Books from Rugby School library in sale
Selected books from the library of Rugby School in Warwickshire, one of England’s oldest independent schools, will go under the hammer next month at Forum Auctions.
The sale will feature some 300 titles across a wide range of subjects, from horsemanship, duelling and mountaineering; botany, to horticulture and ornithology; sermons and proclamations; jurisprudence and military history; psalms and poetry and maps.
Elsewhere in the sale, other titles of note include early editions of Miguel de Cervantes’ Don Quixote and Daniel Defoe’s Robinson Crusoe.

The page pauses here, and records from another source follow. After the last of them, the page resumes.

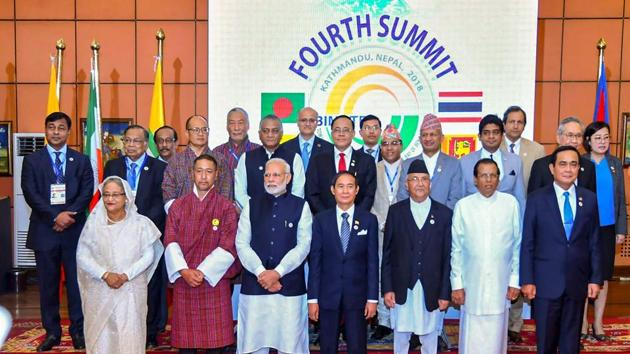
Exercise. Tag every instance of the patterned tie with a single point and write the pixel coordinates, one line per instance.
(133, 175)
(342, 162)
(305, 155)
(59, 177)
(345, 232)
(568, 216)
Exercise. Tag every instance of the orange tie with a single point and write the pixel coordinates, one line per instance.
(342, 162)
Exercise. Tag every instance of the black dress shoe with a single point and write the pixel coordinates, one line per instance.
(380, 332)
(152, 342)
(49, 342)
(514, 337)
(78, 341)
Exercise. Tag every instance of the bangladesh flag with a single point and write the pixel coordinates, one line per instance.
(283, 104)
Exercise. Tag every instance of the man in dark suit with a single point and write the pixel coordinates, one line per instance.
(342, 158)
(144, 175)
(570, 133)
(416, 262)
(343, 275)
(58, 185)
(307, 144)
(560, 260)
(370, 131)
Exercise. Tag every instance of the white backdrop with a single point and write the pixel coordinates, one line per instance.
(400, 60)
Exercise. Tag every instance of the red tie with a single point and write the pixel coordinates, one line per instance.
(342, 162)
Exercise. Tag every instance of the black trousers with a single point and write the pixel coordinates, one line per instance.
(48, 265)
(157, 311)
(558, 323)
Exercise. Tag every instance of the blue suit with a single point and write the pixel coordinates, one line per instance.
(561, 269)
(343, 283)
(512, 181)
(445, 183)
(52, 248)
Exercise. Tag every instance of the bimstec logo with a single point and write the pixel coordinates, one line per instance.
(360, 65)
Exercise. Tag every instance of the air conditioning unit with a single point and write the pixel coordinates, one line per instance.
(23, 144)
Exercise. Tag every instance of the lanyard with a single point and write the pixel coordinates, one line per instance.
(233, 152)
(390, 179)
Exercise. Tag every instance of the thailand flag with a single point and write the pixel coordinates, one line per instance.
(601, 100)
(460, 106)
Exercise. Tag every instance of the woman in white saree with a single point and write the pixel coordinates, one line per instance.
(118, 252)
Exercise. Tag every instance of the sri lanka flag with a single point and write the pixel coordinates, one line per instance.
(601, 99)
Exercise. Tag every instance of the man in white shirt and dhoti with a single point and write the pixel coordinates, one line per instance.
(485, 262)
(273, 240)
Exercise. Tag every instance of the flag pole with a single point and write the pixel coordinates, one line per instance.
(61, 46)
(601, 46)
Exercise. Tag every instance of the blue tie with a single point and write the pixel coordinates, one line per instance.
(345, 232)
(305, 155)
(132, 175)
(58, 168)
(568, 216)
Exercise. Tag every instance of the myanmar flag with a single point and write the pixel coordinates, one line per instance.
(156, 119)
(283, 104)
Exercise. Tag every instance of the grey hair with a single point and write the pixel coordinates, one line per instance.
(272, 117)
(567, 120)
(287, 168)
(239, 110)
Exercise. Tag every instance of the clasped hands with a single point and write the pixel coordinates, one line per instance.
(115, 280)
(64, 220)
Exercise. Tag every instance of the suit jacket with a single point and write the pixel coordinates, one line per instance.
(400, 247)
(319, 145)
(319, 179)
(445, 184)
(541, 176)
(548, 260)
(334, 276)
(529, 152)
(619, 193)
(37, 176)
(149, 191)
(511, 180)
(381, 198)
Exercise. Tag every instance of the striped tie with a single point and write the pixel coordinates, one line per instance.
(345, 232)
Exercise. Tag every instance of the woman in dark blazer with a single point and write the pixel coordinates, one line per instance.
(611, 201)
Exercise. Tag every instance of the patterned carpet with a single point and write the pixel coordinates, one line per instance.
(27, 334)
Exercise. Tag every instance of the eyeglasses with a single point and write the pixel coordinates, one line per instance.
(391, 143)
(572, 136)
(600, 139)
(129, 141)
(112, 195)
(274, 175)
(199, 130)
(167, 140)
(342, 131)
(488, 176)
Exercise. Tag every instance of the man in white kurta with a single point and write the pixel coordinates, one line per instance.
(486, 237)
(272, 305)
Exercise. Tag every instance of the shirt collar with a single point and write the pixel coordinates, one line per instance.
(350, 212)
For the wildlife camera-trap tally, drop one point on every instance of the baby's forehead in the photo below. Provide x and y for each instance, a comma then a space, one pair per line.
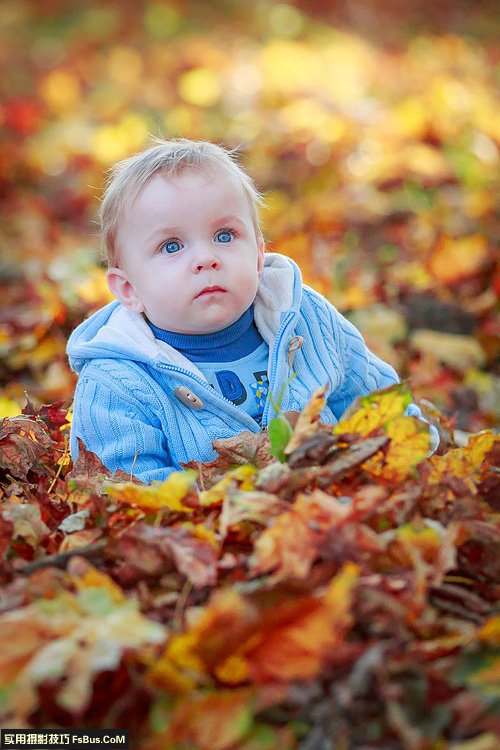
211, 175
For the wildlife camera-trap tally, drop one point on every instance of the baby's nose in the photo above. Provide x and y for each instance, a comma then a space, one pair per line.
206, 258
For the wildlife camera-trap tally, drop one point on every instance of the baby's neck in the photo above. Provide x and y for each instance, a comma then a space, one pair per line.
233, 342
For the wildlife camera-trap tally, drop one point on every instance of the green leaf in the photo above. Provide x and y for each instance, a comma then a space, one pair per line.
280, 432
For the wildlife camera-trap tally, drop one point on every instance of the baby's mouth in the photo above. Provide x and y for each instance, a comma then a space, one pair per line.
210, 290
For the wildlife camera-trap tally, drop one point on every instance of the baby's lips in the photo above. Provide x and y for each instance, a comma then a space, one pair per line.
210, 290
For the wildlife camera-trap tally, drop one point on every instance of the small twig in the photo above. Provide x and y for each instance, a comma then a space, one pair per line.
60, 560
180, 605
136, 455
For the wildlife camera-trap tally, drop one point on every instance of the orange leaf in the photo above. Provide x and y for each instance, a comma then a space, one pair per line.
297, 650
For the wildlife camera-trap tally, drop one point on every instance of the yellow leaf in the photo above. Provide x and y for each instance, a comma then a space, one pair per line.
490, 630
375, 410
9, 408
241, 475
454, 259
166, 495
93, 578
307, 423
199, 86
410, 444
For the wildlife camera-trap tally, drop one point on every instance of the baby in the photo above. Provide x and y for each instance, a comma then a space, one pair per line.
205, 325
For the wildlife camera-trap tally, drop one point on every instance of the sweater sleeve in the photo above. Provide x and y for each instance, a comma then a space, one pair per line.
119, 431
364, 372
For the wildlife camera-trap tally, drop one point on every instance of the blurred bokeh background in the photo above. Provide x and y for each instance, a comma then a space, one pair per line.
372, 127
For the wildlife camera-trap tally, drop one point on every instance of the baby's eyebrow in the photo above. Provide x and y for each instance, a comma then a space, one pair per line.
229, 219
161, 232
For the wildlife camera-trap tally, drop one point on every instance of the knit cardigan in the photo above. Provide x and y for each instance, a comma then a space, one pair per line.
142, 407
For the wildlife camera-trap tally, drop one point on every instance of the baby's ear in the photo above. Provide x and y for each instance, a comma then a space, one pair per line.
261, 249
123, 290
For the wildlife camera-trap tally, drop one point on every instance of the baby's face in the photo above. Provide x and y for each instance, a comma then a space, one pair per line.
189, 256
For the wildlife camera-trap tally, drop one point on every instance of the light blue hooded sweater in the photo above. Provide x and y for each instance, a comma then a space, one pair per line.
142, 407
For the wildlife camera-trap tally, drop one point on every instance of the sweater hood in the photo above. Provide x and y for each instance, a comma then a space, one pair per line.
114, 332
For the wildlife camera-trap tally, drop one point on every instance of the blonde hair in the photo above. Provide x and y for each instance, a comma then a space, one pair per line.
128, 177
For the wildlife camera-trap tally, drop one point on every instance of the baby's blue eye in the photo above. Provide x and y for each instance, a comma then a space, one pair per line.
172, 247
224, 236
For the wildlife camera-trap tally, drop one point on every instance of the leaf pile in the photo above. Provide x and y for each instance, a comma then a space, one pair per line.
345, 596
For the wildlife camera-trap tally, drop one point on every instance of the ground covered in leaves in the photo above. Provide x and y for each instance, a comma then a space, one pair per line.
330, 589
319, 587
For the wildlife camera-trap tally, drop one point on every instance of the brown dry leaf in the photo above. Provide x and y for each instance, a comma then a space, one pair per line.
463, 462
69, 637
308, 420
213, 722
27, 522
257, 507
297, 649
24, 446
167, 495
409, 445
289, 546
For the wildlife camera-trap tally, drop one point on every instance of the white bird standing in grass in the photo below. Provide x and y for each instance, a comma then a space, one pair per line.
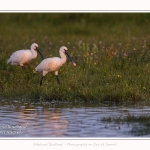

There is also a first edition of A Christmas Carol and a rare 1685 edition of William Shakespeare’s Comedies, Histories and Tragedies.
The sale also features a timely sermon ‘for preserving these kingdoms from the plague’ written by Englishman Samuel Towers after the Great Plague of Marseilles which raged from 1720-22 and claimed some 100,000 lives.
Many of the books come from the library of Matthew Holbeche Bloxam, who attended Rugby School from 1813 to 1821. He became an amateur historian, a genealogist, archaeologist, naturalist, antiquarian, art-collector, a noted architectural historian.
The Governing Body of Rugby School said that the decision to sell the books was two-fold: they believe the books deserve to be preserved, stored – and enjoyed – in specialist conditions; and as a registered charity the school is committed to use its resources to benefit current and future students.